Lantas berdasarkan apa? Reza merincikan, 3 juta sekali pertemuan dalam sebulan 4 kali menjadi 12 juta kemudian dikalikan setahun. Itu pun kata Reza kalau sembuh.
“Tapi, ada tapinya nih. Apakah saya mau? Kalau ditanya maunya saya. Tetapi saya tidak mau. Saya maunya orang tuanya pelaku datang baik-baik bawa anaknya meminta maaf. Minta maaf kamu, kamu sudah menginjak-injak anak orang, selesai sudah gak sampai sejauh ini,” inginnya.
Namun, sangat disayangkan tidak ada niat baik dari orang tua pelaku, sampai detik ini tidak ada menghubungi dirinya maupun sang istri.
Reza juga mengaku memang ayah pelaku sudah meminta maaf, akan tetapi maunya Reza, ibunya juga berucap demikian. “Tapi nyatanya ibunya tidak bicara sepatah katapun,” ujarnya.

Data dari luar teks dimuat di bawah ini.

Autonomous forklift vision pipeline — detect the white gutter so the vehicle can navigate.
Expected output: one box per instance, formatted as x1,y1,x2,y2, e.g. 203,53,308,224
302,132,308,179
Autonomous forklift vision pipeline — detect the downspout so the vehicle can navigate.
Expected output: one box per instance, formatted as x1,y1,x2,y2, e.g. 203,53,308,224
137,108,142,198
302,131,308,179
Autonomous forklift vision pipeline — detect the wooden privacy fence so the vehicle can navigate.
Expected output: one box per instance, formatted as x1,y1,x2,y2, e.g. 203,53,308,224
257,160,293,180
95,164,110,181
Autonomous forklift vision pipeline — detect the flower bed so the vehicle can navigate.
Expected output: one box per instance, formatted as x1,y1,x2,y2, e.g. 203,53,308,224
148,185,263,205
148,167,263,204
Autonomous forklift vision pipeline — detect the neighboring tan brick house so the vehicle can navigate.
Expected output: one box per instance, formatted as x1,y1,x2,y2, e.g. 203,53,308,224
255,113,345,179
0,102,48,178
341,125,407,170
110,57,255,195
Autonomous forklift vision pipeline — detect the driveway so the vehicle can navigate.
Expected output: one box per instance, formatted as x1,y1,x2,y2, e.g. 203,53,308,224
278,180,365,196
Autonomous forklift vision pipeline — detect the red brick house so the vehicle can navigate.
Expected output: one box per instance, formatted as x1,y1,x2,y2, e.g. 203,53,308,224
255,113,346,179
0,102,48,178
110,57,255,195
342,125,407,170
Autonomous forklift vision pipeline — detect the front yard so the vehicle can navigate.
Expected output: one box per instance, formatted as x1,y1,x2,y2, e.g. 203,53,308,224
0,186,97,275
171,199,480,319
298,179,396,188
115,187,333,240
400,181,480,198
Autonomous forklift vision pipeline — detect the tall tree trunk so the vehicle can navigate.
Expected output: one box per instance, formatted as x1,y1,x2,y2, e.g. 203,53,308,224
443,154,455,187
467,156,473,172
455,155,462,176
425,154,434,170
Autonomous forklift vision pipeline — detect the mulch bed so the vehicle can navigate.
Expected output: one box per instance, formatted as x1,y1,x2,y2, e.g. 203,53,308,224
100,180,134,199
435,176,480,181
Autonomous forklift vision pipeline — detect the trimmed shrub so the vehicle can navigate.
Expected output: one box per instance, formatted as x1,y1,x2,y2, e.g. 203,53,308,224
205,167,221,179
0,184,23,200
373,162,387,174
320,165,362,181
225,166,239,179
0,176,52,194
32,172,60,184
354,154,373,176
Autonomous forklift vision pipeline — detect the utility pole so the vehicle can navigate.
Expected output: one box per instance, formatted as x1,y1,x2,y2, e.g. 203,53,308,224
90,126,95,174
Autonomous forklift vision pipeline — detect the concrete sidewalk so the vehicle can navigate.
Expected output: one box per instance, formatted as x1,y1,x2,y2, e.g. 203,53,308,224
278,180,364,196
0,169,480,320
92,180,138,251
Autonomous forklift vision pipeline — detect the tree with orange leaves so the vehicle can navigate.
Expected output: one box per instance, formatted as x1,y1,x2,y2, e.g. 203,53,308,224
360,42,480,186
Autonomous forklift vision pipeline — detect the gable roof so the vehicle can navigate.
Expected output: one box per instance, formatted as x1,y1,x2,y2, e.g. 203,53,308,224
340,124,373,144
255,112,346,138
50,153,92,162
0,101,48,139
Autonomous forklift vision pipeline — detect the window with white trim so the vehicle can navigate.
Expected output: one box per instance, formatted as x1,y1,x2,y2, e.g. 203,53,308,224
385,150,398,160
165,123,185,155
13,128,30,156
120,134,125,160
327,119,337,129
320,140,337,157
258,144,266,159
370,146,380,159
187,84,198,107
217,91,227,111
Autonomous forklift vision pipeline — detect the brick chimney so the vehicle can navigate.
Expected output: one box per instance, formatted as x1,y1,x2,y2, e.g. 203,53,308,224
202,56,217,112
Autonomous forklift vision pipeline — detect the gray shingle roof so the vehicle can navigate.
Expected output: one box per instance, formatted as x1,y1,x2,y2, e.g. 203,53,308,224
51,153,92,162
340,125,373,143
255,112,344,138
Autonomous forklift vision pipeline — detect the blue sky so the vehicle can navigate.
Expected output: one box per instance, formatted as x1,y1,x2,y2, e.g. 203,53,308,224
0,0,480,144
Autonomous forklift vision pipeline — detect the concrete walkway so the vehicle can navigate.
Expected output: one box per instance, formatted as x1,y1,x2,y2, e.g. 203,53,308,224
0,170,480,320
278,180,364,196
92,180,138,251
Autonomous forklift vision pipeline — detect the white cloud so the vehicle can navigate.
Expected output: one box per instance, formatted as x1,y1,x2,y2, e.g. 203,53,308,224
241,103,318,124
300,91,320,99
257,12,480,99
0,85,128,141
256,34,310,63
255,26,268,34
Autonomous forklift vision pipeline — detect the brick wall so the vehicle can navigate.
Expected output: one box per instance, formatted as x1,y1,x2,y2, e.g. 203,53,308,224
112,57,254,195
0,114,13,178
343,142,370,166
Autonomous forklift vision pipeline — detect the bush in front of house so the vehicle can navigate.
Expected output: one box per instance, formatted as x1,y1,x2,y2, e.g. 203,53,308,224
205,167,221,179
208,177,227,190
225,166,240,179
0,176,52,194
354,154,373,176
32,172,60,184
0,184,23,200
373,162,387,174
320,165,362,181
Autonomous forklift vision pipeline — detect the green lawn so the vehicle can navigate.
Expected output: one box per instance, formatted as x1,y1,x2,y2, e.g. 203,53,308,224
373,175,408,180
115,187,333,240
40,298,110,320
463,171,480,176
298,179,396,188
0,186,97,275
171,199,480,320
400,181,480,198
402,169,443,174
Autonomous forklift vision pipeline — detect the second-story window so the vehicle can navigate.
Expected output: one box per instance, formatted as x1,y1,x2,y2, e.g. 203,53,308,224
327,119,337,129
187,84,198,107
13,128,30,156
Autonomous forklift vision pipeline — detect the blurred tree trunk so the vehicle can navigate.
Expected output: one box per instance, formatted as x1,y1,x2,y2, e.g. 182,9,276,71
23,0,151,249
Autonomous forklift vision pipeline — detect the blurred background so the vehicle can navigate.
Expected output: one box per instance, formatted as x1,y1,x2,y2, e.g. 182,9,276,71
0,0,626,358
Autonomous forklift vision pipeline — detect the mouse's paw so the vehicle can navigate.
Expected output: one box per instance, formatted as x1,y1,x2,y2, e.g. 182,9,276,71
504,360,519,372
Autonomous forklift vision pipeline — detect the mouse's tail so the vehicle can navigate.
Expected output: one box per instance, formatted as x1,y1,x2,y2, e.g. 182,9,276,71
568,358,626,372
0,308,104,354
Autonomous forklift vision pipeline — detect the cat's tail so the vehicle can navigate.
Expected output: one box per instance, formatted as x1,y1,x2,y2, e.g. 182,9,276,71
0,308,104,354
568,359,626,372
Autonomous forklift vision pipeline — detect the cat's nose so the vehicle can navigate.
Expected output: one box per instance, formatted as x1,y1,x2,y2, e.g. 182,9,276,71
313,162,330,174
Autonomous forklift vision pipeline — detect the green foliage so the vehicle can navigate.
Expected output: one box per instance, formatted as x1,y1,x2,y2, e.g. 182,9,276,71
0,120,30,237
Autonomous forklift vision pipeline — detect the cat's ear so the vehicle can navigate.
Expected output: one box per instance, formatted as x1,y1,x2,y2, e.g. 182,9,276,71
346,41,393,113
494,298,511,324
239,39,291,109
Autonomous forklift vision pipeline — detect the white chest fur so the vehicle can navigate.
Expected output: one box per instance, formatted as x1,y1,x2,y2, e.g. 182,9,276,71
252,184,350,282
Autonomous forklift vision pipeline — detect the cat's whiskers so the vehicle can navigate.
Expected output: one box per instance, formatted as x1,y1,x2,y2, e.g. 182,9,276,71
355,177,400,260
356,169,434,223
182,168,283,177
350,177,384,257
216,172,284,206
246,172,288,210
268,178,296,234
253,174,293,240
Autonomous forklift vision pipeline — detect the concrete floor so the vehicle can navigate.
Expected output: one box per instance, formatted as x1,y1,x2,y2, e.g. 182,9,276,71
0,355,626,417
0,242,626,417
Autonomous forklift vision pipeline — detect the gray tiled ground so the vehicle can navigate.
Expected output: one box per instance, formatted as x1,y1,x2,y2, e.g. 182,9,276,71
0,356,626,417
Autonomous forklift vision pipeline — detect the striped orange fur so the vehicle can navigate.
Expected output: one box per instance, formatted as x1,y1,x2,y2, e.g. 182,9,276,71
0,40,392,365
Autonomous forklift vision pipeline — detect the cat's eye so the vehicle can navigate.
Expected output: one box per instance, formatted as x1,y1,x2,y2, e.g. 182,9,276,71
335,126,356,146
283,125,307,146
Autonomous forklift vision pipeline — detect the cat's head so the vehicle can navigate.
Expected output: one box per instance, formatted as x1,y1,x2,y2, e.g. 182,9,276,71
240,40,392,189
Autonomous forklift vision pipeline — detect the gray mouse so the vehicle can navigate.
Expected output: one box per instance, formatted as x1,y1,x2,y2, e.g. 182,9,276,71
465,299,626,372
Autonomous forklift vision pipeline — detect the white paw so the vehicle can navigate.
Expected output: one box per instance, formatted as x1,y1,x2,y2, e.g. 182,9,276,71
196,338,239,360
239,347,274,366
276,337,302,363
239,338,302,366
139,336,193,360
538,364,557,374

“Jadi sangat disayangkan sikap orang tua pelaku bukan yang kami harapkan,” sambungnya.
Bahkan istrinya sudah pernah meminta orang tua pelaku agar menghubungi dirinya atau istrinya melalui chat di grup WhatsApp sekolah, namun tidak juga datang ke rumah atau menghubungi balik dirinya maupun istrinya sampai detik ini.
“Bahkan sejak kejadian itu, grup WhatsApp sekolah disetting hanya admin yang boleh mengirim pesan, kan aneh mana niat baik orang tua,” bebernya.
Dirinya berkesimpulan pihak sekolah telah melakukan pembiaran terhadap masalah ini. Kemudian tidak ada niat dan upaya baik dari orang tua pelaku.
“Ini yang saya tangkap,” ucapnya.
Disinggung soal mediasi, Reza membantah tidak ada mediasi. Menurutnya jika ada mediasi harusnya ada kesepakatan, ada notulen dan semua pihak berhadir, sementara orang tua pelaku tidak didatangkan.
“Awalnya memang benar orang tua pelaku datang, itu pertemuan di hari senin. Namun apa yang terjadi tidak ada kesepakatan, tidak ada tanda tangan pihak pelaku dan pihak kami, yang terjadi hanyalah debat kusir,” ungkapnya.
Dalam surat itu, lebih lanjut dibeberkan Reza, ada poin-poin yang disebutkan, diantaranya pelaku diskorsing selama 5 hari.
Kemudian poin berikutnya pihak sekolah bertanggungjawab dalam hal pemulihan kondisi mental korban dibantu keluarga pelaku.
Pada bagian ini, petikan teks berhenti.